Tipping point

Reno is at the tipping point. We can continue to promote growth by subsidizing corporate jobs and encouraging urban sprawl, or we can correct our course and acknowledge that uncontrolled growth is not sustainable and will lead to a steep decline in our quality of life.

We’ve already had a harsh preview of the first scenario courtesy of the tech-boom that ushered in thousands of new residents to take taxpayer-subsidized jobs that were sold as a way for us to keep our own kids employed. Instead, we’ve watched the newcomers scoop up our housing and clog our highways and then have the nerve to complain about homeless people camping in the park. Wait until the next drought comes and they learn what happens in the high desert when there’s not enough water to go around.

Our policymakers acknowledge these issues but explain them away by pointing fingers at each other. But they remain united in not wanting to change their ways. They’d do well to read the New Yorker essay by Sam Knight called “Betting the Farm: The obsessions of Jake Fiennes could change how Britain uses its land.” Fiennes is the conservation manager of a private estate in England and a leader in environmental farming, which takes the long view of cultivating land by cutting back agricultural production courtesy of toxic pesticides and replacing it with more organic farming methods and designs that promote the reinstatement of healthy flora and fauna.
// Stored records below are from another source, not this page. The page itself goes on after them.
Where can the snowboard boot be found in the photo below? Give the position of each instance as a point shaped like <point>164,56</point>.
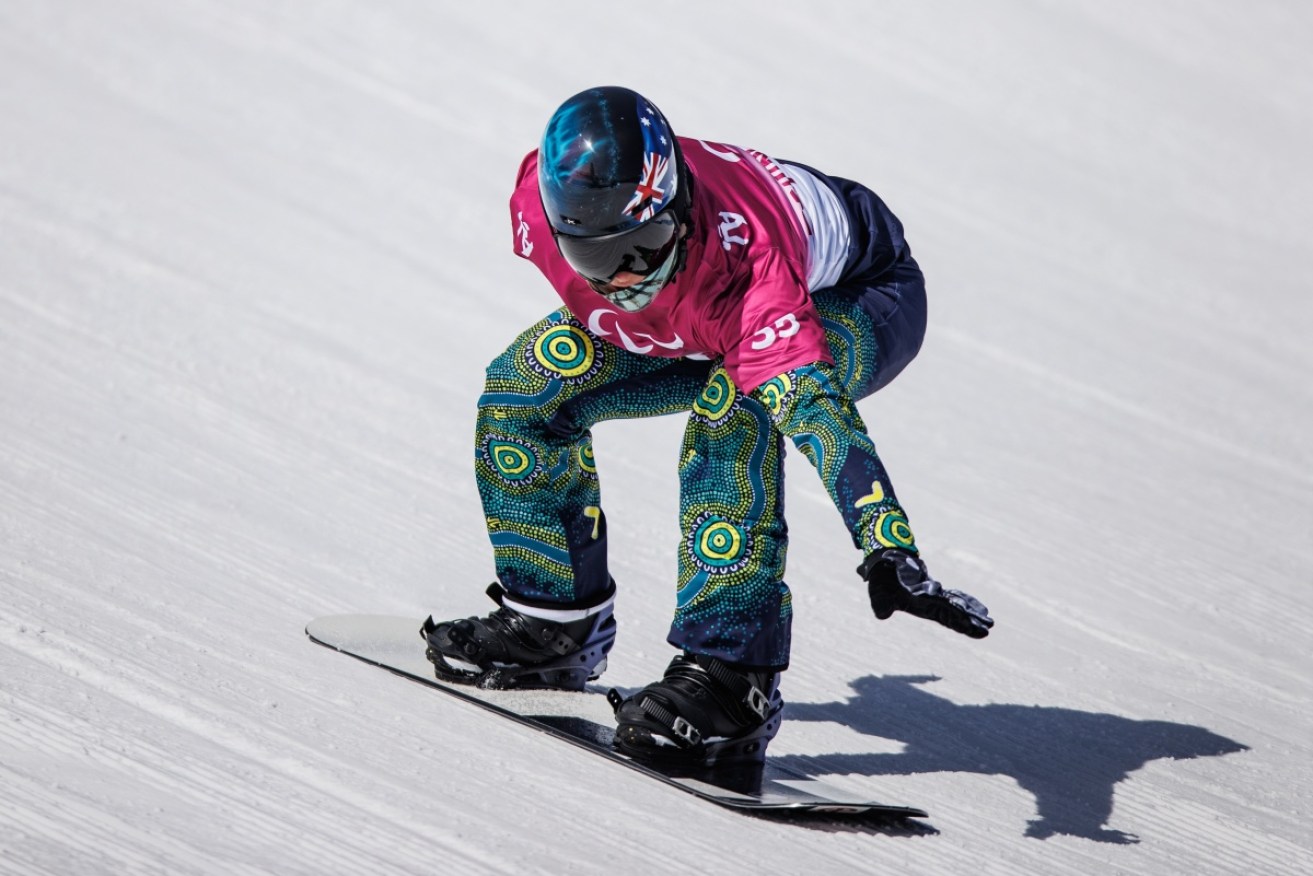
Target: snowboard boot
<point>703,713</point>
<point>523,646</point>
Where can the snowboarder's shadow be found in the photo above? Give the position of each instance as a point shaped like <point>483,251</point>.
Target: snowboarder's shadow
<point>1069,759</point>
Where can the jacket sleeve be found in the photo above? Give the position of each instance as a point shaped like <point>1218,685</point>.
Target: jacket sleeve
<point>809,406</point>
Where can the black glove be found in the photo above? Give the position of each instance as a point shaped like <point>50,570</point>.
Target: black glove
<point>898,581</point>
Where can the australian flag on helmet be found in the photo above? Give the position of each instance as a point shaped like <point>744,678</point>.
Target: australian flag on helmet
<point>608,162</point>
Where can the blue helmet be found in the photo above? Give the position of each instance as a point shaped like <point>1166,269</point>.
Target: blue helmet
<point>616,191</point>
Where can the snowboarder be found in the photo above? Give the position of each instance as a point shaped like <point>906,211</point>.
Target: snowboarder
<point>763,298</point>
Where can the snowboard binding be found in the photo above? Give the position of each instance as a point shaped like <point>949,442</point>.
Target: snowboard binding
<point>703,713</point>
<point>511,648</point>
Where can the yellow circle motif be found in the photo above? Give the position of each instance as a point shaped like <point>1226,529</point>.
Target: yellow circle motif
<point>720,541</point>
<point>566,350</point>
<point>717,397</point>
<point>893,531</point>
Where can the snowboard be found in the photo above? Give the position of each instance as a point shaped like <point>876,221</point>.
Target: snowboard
<point>584,719</point>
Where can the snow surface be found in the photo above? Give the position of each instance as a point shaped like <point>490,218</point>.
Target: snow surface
<point>254,256</point>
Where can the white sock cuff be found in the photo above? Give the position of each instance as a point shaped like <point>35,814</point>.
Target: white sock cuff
<point>559,615</point>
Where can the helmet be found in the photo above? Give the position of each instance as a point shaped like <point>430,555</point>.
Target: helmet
<point>616,192</point>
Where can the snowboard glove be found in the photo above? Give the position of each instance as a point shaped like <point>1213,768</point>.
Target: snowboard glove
<point>898,581</point>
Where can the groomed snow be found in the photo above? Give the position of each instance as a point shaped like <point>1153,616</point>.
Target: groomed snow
<point>254,258</point>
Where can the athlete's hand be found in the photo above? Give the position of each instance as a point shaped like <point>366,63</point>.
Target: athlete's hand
<point>898,581</point>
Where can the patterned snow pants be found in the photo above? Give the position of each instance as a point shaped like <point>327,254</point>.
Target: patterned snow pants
<point>538,481</point>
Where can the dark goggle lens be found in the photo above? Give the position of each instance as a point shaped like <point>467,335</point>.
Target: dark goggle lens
<point>640,250</point>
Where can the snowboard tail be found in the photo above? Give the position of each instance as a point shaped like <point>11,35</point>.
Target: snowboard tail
<point>584,720</point>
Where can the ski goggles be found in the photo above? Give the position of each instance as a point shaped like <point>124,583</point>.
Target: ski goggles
<point>641,250</point>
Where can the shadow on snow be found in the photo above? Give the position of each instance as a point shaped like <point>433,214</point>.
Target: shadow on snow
<point>1069,759</point>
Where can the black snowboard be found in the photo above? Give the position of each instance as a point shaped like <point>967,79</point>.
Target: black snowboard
<point>584,720</point>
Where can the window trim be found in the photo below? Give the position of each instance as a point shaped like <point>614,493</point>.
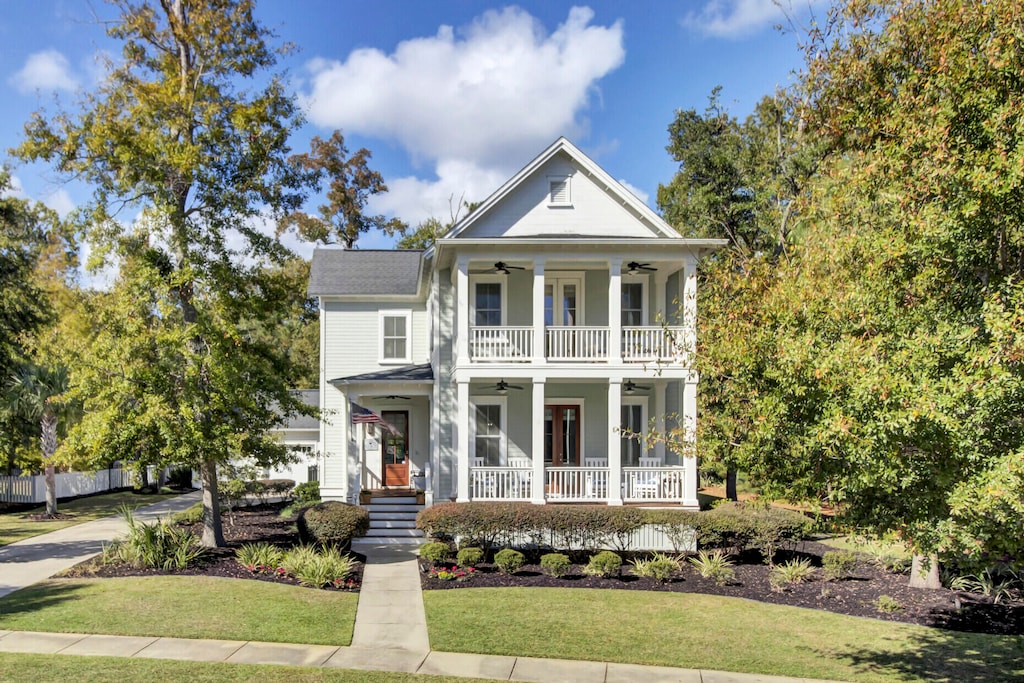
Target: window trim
<point>644,282</point>
<point>406,313</point>
<point>487,280</point>
<point>502,403</point>
<point>567,202</point>
<point>642,402</point>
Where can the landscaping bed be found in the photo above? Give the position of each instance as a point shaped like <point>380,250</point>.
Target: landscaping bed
<point>869,591</point>
<point>251,524</point>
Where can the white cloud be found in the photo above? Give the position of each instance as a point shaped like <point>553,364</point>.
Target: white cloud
<point>479,98</point>
<point>44,71</point>
<point>736,18</point>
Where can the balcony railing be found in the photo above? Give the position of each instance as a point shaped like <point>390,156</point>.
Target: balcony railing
<point>578,484</point>
<point>574,344</point>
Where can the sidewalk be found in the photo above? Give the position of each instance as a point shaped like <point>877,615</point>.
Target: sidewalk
<point>390,631</point>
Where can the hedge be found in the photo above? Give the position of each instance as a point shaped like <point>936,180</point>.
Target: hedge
<point>732,526</point>
<point>333,523</point>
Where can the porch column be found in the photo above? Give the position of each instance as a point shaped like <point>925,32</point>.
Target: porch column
<point>659,389</point>
<point>462,311</point>
<point>614,440</point>
<point>689,418</point>
<point>615,312</point>
<point>462,440</point>
<point>540,353</point>
<point>537,445</point>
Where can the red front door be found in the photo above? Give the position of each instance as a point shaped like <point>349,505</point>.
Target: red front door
<point>395,452</point>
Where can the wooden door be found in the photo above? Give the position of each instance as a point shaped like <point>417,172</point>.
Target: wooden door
<point>395,451</point>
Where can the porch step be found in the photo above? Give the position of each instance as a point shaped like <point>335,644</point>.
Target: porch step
<point>392,519</point>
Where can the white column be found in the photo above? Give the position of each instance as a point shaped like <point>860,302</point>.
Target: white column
<point>537,446</point>
<point>689,419</point>
<point>659,389</point>
<point>462,311</point>
<point>462,440</point>
<point>614,441</point>
<point>615,311</point>
<point>539,332</point>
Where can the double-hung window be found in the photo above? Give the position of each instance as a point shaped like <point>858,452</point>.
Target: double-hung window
<point>395,342</point>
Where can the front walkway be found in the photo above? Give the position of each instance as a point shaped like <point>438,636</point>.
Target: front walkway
<point>390,629</point>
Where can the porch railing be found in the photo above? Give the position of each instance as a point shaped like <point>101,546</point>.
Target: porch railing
<point>649,344</point>
<point>501,483</point>
<point>504,344</point>
<point>578,484</point>
<point>577,343</point>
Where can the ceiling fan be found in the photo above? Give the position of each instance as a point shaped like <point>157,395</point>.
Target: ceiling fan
<point>630,387</point>
<point>503,267</point>
<point>503,387</point>
<point>633,267</point>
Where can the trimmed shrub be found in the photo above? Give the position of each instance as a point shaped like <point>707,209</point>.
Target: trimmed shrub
<point>837,564</point>
<point>435,553</point>
<point>333,523</point>
<point>306,494</point>
<point>509,561</point>
<point>605,563</point>
<point>469,557</point>
<point>555,564</point>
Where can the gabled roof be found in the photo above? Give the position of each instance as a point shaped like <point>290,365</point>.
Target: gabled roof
<point>591,169</point>
<point>402,375</point>
<point>366,272</point>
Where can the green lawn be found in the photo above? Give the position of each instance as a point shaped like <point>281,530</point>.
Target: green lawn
<point>14,527</point>
<point>58,669</point>
<point>183,607</point>
<point>708,632</point>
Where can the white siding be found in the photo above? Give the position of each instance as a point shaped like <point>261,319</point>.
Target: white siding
<point>593,211</point>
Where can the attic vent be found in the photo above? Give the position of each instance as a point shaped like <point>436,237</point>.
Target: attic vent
<point>559,190</point>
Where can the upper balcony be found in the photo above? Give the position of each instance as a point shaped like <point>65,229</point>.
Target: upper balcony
<point>577,343</point>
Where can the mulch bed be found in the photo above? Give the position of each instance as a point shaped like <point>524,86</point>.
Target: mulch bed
<point>251,524</point>
<point>856,596</point>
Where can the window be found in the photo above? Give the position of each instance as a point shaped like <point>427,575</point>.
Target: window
<point>394,336</point>
<point>632,304</point>
<point>633,421</point>
<point>488,437</point>
<point>558,190</point>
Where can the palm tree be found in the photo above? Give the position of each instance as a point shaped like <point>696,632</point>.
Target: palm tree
<point>38,393</point>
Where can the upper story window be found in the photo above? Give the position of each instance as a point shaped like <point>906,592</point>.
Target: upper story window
<point>632,304</point>
<point>488,301</point>
<point>395,329</point>
<point>559,190</point>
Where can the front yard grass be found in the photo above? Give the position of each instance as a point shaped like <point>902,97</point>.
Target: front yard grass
<point>13,527</point>
<point>183,607</point>
<point>60,668</point>
<point>696,631</point>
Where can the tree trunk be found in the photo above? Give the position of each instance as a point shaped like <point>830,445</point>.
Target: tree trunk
<point>925,571</point>
<point>48,428</point>
<point>213,535</point>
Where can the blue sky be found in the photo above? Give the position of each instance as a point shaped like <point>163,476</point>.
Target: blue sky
<point>452,96</point>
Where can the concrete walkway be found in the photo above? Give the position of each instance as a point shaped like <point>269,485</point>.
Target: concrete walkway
<point>390,631</point>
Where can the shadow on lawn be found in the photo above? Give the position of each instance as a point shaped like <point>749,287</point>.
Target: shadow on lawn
<point>943,656</point>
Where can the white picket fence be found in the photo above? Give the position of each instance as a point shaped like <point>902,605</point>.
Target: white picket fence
<point>33,488</point>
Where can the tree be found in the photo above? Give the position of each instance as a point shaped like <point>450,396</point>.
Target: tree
<point>190,132</point>
<point>896,385</point>
<point>740,182</point>
<point>40,393</point>
<point>350,184</point>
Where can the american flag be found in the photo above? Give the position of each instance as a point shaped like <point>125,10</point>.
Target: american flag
<point>364,416</point>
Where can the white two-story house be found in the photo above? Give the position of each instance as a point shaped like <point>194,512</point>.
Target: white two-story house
<point>503,363</point>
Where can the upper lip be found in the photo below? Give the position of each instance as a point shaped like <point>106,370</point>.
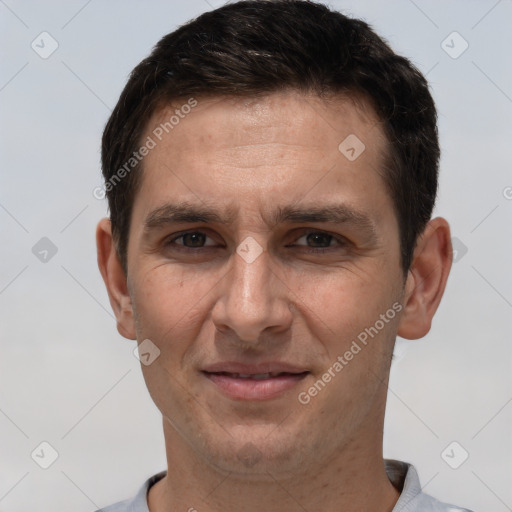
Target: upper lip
<point>253,369</point>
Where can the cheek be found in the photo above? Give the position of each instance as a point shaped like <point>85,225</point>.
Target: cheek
<point>168,302</point>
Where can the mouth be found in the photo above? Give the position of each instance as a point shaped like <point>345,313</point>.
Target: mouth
<point>254,386</point>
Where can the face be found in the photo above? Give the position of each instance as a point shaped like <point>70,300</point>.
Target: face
<point>264,265</point>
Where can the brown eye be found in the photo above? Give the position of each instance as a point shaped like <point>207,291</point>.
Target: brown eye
<point>191,240</point>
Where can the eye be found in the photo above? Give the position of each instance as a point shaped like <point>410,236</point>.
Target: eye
<point>190,240</point>
<point>320,241</point>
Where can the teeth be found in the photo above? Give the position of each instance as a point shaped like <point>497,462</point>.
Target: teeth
<point>256,376</point>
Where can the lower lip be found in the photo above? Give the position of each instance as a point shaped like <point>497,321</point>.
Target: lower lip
<point>254,389</point>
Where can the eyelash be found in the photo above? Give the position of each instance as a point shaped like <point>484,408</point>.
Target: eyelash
<point>310,250</point>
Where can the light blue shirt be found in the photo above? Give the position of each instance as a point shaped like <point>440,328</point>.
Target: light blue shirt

As Britain leaves the European Union, it’s having a “reset moment” transitioning to a system that doesn’t just subsidize agricultural products but also supports “public goods, such as water quality and biodiversity.” Fiennes is credited as “one of the motive forces behind this new way of looking at the land.”

We badly need a reset moment ourselves. One place to start is the latest reincarnation of the failed Washoe Lands Bill, opposed by residents for over a decade, now rebranded as the Truckee Meadows Public Lands Management Act. If approved by Congress, the new version of the bill would free up more than 90,000 acres of public land to be sold to developers, creating sprawl all the way to Pyramid Lake.

Where will these new people live? Where will they work? What roads will they use to get to work? Who will pay for the infrastructure of wastewater management, police and fire services? Where will the water they need come from, especially in a drought year? What impact will all of this growth have on our wildlife?

Long-term residents know we’ve been here before. We had a chance at a reset back in 2008 when Washoe County voters approved a ballot measure, WC-3, mandating that local government land use plans be based on identified and sustainable water resources in Washoe County. The measure passed by an unheard-of super-majority of 73 percent of the voters, but local elected officials scoffed at the measure—claiming they already factored in sustainable water during their approval process despite plenty of evidence to the contrary.

At the request of conservationists and with the assistance of local water experts, I sponsored Assembly Bill 119 in the 2009 Legislature to codify the people’s voice into state law, requiring urban counties to include sustainability of water resources in their comprehensive regional plans. The bill passed the Assembly and Senate on party lines but was vetoed by Governor Jim Gibbons.

So here we are in 2020, preparing to embark on more reckless sprawl our natural resources cannot support and burdened by a tax structure with billions in uncollected taxes used to subsidize companies that continue to play us for fools.

It’s campaign season. Let’s demand a reset moment for our public lands before it’s too late.